Tanışmak isteyen meraklı gözlere meraksız bakıyorsun.
Artık hareket edemezsin. Onlar için ileri gidemezsin. Kendi
kendini yasaklattın. Seyretmek lanetin oldu. Vücudunu dayadığın her şey biraz
daha çürüdü. Kayalar birbirinden ayrıldı, taşlar ufalandı. Kum gibisin.
Milyonlarca. Milyarlarca. Zarar görmüyorsun. Bulaşıp gidiyorsun. Yalnızca dekoru
değiştirdin, durumu değil. Şimdi kitaplar karıştırıyorsun güçsüz güneşler
altında, etrafı seçmeden gözlerinle duygularınla çeviriyorsun başını sağa sola.

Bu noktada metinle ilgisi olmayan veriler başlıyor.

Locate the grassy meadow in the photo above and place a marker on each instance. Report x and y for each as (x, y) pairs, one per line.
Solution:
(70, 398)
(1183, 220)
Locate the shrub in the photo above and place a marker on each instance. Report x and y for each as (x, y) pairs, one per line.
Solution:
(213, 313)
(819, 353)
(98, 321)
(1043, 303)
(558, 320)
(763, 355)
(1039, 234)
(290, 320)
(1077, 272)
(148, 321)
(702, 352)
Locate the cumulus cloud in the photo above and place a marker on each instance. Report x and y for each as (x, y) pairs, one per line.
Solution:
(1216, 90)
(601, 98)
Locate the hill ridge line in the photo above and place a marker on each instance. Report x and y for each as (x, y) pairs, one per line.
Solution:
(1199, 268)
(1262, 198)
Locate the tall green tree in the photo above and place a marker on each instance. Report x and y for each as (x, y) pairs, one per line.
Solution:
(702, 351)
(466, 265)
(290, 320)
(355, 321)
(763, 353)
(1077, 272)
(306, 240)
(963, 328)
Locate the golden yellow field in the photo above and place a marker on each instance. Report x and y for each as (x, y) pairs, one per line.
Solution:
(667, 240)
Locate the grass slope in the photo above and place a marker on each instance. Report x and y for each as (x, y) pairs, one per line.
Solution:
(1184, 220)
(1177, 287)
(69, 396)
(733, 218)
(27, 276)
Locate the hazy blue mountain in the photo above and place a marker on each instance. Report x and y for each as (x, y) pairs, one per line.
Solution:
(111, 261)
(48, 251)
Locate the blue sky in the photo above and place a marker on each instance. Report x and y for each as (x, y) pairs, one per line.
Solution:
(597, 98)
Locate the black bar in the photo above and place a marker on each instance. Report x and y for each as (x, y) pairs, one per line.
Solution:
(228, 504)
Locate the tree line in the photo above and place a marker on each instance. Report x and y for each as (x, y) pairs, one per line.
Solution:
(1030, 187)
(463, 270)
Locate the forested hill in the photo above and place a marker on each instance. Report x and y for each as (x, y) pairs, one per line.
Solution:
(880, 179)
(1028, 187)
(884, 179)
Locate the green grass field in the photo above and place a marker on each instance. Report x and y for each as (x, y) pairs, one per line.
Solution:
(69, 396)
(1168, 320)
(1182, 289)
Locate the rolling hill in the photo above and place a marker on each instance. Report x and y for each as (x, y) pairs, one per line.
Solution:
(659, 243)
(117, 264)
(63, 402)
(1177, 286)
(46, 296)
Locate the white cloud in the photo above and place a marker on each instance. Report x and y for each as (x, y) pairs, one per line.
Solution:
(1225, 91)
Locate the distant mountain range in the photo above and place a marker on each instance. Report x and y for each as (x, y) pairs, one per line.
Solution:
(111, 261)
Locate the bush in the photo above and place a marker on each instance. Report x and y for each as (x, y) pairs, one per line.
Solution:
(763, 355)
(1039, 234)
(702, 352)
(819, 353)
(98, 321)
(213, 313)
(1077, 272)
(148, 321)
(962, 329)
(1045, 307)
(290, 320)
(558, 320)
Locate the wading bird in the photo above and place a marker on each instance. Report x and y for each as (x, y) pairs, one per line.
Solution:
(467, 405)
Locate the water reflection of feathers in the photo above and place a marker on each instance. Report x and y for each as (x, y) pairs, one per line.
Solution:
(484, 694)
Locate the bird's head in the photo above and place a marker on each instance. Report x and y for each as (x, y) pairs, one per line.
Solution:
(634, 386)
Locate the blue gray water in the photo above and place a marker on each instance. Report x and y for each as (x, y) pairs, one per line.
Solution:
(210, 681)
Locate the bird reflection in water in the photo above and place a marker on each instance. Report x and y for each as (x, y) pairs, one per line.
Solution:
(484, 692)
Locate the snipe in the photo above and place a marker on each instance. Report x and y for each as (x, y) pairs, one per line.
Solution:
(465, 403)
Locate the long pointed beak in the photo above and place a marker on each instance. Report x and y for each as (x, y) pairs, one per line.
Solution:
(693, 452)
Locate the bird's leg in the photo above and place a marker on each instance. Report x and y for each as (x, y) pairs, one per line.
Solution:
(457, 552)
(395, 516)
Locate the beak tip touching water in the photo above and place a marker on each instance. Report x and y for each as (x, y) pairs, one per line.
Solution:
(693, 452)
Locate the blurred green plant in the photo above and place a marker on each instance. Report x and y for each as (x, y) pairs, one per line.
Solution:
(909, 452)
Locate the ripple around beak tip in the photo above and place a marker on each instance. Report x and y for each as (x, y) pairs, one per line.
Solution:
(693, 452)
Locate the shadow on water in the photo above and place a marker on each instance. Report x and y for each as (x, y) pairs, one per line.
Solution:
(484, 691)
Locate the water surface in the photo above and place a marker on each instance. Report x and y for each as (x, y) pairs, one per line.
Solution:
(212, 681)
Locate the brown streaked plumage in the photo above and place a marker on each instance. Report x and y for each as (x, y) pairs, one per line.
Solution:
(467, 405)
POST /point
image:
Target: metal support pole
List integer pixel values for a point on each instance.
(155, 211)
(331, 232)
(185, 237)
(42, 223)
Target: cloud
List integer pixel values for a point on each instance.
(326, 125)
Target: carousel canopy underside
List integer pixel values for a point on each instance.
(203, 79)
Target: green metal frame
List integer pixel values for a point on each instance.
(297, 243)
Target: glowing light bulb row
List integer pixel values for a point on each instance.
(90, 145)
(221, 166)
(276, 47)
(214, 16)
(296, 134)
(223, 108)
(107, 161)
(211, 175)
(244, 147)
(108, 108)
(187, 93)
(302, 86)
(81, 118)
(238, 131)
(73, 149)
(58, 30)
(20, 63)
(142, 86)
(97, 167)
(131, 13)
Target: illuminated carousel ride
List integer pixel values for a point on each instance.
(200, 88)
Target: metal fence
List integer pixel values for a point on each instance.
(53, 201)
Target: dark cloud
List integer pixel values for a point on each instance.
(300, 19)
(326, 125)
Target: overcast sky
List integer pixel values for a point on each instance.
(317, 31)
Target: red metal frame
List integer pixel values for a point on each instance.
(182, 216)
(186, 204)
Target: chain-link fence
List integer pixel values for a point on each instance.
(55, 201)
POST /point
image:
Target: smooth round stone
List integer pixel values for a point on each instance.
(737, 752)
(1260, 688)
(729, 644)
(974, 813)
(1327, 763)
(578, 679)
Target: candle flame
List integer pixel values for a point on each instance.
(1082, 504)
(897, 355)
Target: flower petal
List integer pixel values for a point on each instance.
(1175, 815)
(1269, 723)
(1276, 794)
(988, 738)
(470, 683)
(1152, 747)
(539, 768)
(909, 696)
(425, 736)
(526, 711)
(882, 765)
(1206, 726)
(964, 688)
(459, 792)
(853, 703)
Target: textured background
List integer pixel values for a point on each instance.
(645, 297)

Yaşadığını hissetmen için kelimelere ihtiyacın var. Zaman çok geç, parmaklıkları büküp çıkamazsın.
Böylede devam edemez. Ama ilginç bir şekilde devam ediyorsun. Hiçbir şey
olmuyor. İleri gidemiyorsun. Geriye dönemiyorsun. Aklın dümdüz bir ova gibi.
Ama ileride Çingenelerin dans ettiği bir ova. Gülümsemenin bir süre sonra acı
verdiğini, uyumu başaramayacağını düşünüyorsun. Aklının içindeki harekete,
düşüncelere hayat yetmiyor. Bu yüzden bir şeylerle uğraşamıyorsun. İçeridesin
hep. Bezen kemiğin yokmuş gibi yatıyorsun. Ama dışarıda da bir şey olmuyor.
Kabullenmen gerekiyor. Sonun tonlarca su yutup okyanuslar geçen ve daha sonra sahile
vuran bir balinadan farklı olmayacak.